Moncler, Prada and Swatch are least exposed; EssilorLuxottica, Brunello Cucinelli and Pandora are most exposed, says Sokolova. 

“We continue to believe that the luxury industry can offset tariffs with pricing and luxury consumers are globally mobile. For example, about 35% of global luxury purchases are done by tourists.
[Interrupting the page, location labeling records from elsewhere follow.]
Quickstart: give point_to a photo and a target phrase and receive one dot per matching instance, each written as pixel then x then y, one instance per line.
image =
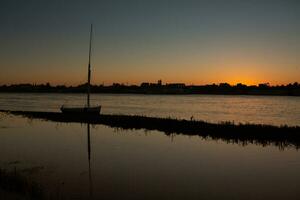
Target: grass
pixel 280 136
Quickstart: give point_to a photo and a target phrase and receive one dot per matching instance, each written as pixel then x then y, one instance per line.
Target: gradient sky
pixel 196 42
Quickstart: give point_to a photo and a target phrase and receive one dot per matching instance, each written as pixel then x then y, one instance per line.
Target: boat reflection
pixel 89 161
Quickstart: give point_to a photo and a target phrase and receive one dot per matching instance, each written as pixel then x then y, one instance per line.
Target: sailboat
pixel 88 109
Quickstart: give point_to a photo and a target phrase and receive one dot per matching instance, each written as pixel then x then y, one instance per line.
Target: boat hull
pixel 81 110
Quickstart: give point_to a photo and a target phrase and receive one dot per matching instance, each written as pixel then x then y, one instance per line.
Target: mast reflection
pixel 89 161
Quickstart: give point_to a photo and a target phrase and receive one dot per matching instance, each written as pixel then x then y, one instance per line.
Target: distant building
pixel 145 84
pixel 175 85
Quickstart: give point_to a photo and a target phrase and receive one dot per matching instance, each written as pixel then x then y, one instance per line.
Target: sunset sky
pixel 195 42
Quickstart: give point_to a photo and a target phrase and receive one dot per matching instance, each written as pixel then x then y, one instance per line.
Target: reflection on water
pixel 80 161
pixel 89 158
pixel 275 110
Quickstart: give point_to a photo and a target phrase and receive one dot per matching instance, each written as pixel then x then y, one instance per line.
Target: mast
pixel 89 70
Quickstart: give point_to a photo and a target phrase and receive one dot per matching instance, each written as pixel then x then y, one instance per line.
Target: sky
pixel 188 41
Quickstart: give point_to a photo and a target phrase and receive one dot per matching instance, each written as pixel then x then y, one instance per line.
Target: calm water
pixel 143 165
pixel 139 164
pixel 214 108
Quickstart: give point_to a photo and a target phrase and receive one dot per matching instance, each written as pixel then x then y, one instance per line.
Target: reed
pixel 261 134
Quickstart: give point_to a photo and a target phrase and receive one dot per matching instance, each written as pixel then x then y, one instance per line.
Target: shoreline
pixel 261 134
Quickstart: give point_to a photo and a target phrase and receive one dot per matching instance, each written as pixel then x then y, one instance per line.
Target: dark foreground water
pixel 276 110
pixel 142 165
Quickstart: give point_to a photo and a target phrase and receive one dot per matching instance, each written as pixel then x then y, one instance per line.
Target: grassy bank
pixel 281 136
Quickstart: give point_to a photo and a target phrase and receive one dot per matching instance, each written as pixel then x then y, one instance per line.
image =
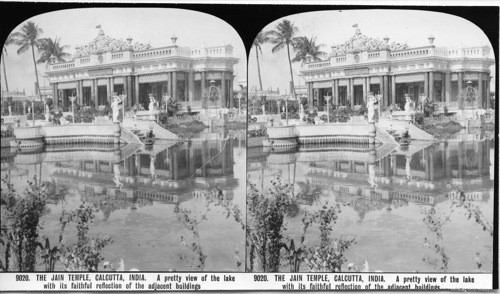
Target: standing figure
pixel 152 102
pixel 115 106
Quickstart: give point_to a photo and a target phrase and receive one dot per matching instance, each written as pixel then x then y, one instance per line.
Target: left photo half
pixel 123 142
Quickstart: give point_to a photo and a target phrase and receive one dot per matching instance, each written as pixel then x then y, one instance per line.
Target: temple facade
pixel 363 64
pixel 107 65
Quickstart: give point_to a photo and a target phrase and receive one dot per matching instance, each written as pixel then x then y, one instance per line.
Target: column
pixel 136 98
pixel 365 89
pixel 351 91
pixel 231 100
pixel 94 91
pixel 186 87
pixel 108 91
pixel 426 84
pixel 393 89
pixel 191 86
pixel 447 82
pixel 386 90
pixel 203 86
pixel 480 89
pixel 488 91
pixel 80 90
pixel 55 99
pixel 310 93
pixel 460 85
pixel 128 87
pixel 174 85
pixel 112 87
pixel 223 102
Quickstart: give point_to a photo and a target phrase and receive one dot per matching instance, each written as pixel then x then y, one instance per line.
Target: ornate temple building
pixel 363 64
pixel 108 65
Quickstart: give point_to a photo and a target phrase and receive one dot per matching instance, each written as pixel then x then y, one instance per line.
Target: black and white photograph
pixel 371 144
pixel 123 142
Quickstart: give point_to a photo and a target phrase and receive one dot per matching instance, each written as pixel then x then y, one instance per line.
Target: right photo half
pixel 371 144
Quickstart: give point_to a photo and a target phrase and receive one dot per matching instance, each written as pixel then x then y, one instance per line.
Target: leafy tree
pixel 283 36
pixel 29 37
pixel 306 48
pixel 261 38
pixel 8 42
pixel 49 48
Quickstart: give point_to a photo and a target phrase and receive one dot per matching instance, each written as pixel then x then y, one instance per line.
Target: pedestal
pixel 372 132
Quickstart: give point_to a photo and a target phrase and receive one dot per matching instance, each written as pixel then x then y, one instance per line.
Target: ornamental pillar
pixel 431 85
pixel 393 89
pixel 191 86
pixel 426 84
pixel 95 93
pixel 480 89
pixel 174 85
pixel 460 85
pixel 137 100
pixel 447 82
pixel 203 86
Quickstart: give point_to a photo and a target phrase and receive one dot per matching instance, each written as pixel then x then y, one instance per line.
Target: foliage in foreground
pixel 24 248
pixel 267 245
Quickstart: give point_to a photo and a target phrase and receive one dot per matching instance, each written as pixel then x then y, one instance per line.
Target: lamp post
pixel 73 98
pixel 328 97
pixel 239 96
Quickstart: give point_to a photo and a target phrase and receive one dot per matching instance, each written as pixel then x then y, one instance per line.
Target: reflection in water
pixel 385 194
pixel 139 194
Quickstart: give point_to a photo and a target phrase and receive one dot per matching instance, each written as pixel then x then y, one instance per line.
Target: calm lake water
pixel 385 194
pixel 139 193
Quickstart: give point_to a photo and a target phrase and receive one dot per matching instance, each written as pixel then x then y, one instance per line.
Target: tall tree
pixel 28 37
pixel 283 36
pixel 8 42
pixel 257 42
pixel 306 48
pixel 49 48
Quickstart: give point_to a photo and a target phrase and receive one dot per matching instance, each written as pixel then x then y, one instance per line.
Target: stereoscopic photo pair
pixel 159 139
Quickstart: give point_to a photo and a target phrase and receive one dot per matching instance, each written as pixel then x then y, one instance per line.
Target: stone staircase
pixel 129 137
pixel 384 137
pixel 144 127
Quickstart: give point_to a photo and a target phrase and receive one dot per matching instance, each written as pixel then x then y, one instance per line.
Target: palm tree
pixel 306 48
pixel 28 37
pixel 8 42
pixel 257 42
pixel 281 36
pixel 51 48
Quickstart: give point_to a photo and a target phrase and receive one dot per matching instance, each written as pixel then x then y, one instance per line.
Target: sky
pixel 145 25
pixel 335 27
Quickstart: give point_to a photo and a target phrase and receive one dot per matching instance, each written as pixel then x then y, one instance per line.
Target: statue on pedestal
pixel 152 103
pixel 47 112
pixel 371 105
pixel 115 106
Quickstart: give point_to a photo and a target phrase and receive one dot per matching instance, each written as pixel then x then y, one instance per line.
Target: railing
pixel 410 53
pixel 63 65
pixel 281 132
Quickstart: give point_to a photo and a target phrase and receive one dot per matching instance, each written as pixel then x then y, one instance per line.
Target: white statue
pixel 47 112
pixel 116 179
pixel 152 167
pixel 152 102
pixel 408 107
pixel 115 106
pixel 371 105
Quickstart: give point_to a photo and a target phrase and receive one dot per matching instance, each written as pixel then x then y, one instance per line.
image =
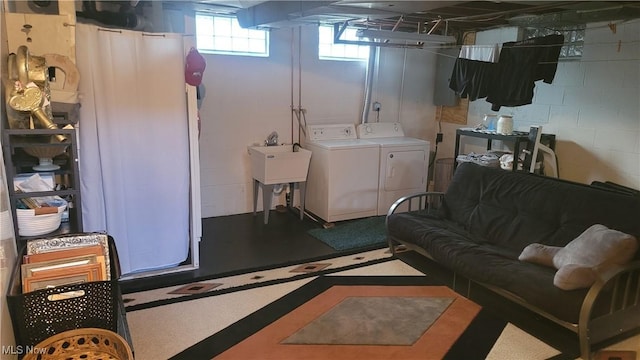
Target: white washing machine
pixel 404 162
pixel 343 173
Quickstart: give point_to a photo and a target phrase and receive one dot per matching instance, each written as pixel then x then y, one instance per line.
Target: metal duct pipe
pixel 368 84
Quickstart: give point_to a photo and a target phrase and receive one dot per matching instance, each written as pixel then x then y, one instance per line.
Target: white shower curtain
pixel 134 144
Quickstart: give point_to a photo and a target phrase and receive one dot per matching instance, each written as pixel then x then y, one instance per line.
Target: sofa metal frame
pixel 621 285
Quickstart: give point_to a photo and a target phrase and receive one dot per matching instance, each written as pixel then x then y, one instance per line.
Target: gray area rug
pixel 372 321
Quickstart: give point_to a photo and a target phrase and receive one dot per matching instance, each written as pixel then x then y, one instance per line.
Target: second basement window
pixel 223 35
pixel 328 50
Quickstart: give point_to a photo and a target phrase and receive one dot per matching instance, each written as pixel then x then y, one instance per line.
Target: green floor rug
pixel 353 234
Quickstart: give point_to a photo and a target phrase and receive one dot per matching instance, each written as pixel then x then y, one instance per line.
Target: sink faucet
pixel 272 139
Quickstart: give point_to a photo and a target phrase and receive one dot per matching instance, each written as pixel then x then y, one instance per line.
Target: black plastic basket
pixel 40 314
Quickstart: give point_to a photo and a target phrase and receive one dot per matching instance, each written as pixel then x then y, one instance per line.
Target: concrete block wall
pixel 592 106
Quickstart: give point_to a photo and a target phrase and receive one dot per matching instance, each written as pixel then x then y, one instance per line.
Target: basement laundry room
pixel 212 138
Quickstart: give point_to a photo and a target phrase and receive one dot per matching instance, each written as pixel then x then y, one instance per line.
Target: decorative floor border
pixel 204 288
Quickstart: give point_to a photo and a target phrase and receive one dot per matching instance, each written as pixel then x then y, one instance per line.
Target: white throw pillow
pixel 597 249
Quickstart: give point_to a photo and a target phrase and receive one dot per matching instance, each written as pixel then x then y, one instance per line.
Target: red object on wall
pixel 194 67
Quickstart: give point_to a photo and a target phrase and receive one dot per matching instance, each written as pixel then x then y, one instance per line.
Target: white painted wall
pixel 247 98
pixel 592 106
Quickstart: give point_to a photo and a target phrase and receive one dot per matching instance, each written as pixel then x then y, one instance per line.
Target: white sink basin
pixel 279 164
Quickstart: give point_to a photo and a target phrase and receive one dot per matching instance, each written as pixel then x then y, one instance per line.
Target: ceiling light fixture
pixel 399 35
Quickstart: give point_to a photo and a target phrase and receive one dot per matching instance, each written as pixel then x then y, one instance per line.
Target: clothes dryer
pixel 404 162
pixel 343 173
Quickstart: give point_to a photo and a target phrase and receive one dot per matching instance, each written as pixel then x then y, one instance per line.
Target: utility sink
pixel 279 164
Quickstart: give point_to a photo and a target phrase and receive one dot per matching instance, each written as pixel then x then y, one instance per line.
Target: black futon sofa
pixel 489 220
Hence, the share of shopping abroad is likely to increase for Americans,” she adds. 

Sokolova sees higher risk from the impact of tariffs on the broader economy and consumer sentiment. 

See also: LVMH, Kering, Hermes and luxury consolidation

In particular, a downturn in US equity markets since the beginning of the year “is not a good indicator”. “We found that equity prices had significant predictive power for luxury sales before the pandemic; 59% lagged correlating with luxury industry growth on S&P 500 returns over 2007-2019.”

Despite being economically cyclical, the luxury sector remains resilient in the long run with strong pricing power, low risk of technical obsolescence and high barriers to entry, adds Sokolova. “We see any significant sell-off in the sector as a buying opportunity.”

As at 10.18am on April 4 on the Euronext Paris stock exchange, shares in LVMH are trading at EUR542.80, Hermes is trading at EUR2,329 and Kering is trading at EUR177.60.